I got into journalism after a stint as a Web programmer left me wanting to write, but not write code. Took a 50% cut in pay and moved us 230 miles to do it. I found out that being a reporter was not in my blood. On the occasion I got to write a column, I was ecstatic. That was my favorite part. Maybe that’s why I blog.

Laptop Selloff Causes Melee

Just got this from a co-worker and had to share it. Richmond, Virginia’s Henrico County school district decided to sell a bunch of laptops for $50, and it turned into a mob scene, with one guy using a folding chair to swat line breakers like flies. Folks, they are four-year-old Apple iBooks used and carried around by high school students. But it had folks going crazy, to the point of hurting people. Read it here.

Origin of Phrases

That’s a true statement (and other sayings)

I try not to judge people by the words they use, because I sometimes catch myself using annoying phrases. There’s a guy within earshot up here at work who keeps saying, “That’s a true statement,” and I’m about to throw my Tangle over the cubicle wall at him. Great. Now the guy next to him said, “That’s a true fact.” Might have to hide in the server room.
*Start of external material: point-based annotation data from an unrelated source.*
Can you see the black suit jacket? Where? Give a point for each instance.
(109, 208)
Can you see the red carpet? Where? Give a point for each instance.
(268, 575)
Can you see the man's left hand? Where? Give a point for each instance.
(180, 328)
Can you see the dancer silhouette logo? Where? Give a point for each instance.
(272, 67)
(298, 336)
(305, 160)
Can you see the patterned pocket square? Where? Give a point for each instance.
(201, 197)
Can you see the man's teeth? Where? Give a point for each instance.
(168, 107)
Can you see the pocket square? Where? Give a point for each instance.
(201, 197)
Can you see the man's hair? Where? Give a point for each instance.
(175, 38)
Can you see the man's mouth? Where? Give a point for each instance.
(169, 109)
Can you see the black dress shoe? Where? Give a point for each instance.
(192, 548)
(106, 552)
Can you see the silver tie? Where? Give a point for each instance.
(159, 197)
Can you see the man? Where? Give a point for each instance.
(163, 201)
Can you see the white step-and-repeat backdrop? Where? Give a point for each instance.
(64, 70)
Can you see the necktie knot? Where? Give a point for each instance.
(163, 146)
That got me ta thinkin’. What makes people start using stock phrases in their everyday speech, or what blocks their brains from realizing what they are saying? Some are passed down by family, I’m sure, but I’ve heard others that I know were picked up later in life.
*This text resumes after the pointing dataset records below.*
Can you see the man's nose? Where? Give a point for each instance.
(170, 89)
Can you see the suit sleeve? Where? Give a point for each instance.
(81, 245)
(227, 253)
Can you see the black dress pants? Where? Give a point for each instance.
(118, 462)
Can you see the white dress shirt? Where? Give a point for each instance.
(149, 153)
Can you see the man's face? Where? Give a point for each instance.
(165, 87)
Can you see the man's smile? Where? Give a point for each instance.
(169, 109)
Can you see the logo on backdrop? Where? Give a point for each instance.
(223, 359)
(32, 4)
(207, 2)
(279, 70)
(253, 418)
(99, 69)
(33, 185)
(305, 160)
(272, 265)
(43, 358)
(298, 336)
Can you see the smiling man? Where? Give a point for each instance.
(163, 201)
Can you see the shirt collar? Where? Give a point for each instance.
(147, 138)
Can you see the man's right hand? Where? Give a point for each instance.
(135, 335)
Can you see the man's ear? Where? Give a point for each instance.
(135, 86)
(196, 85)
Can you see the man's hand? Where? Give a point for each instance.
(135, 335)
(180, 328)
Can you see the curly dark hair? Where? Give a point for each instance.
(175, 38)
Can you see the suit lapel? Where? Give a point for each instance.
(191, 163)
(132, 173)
An IT instructor from the past was moving some computers and said he needed someone with “a strong back and weak mind.” I’ve heard him say that at least 20 times. He also used the popular, “It’s six of one, half a dozen of the other.” I think that means that it makes no difference which of the two you choose. Why can’t he just say that?
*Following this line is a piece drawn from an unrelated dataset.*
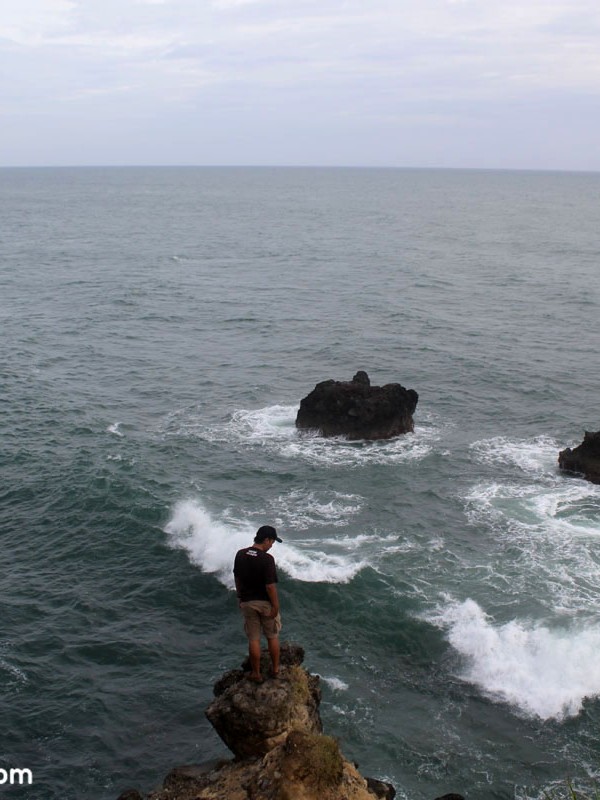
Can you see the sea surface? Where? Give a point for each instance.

Then there are phrases that the individual might have coined, but that become predictable.

My mother-in-law’s favorite, uttered at every family gathering, is, “You can tell when our family is eating, because it gets real quiet.” I think she’s suggesting that the family is a bunch of loudmouths who can only stop talking long enough to chew. On that subject, I have no room to talk. Ha. Nevermind.

I can’t leave out the occasions when one means one thing but ends up conveying the opposite. I often hear, “I miss not seeing you.” Huh? I’ve let that one slip more than once.

“Can you unloosen this for me?” Sure. I think. Just hand me the jar and we’ll see.

I could list and try to make funny comments about others, but I’m sure all this has been covered somewhere else, and my lunch break is over.

Quick note, though. I had my first good experience at Blockbuster a few weeks ago. They had the new release I wanted in widescreen format. Almost none of the video stores back in Missouri or Arkansas carry widescreen DVD’s anymore, and historically I just don’t like Blockbuster because they overcharge me for something I don’t need for a week. Everything went off without a hitch, smooth as silk, and I was happy as a clam.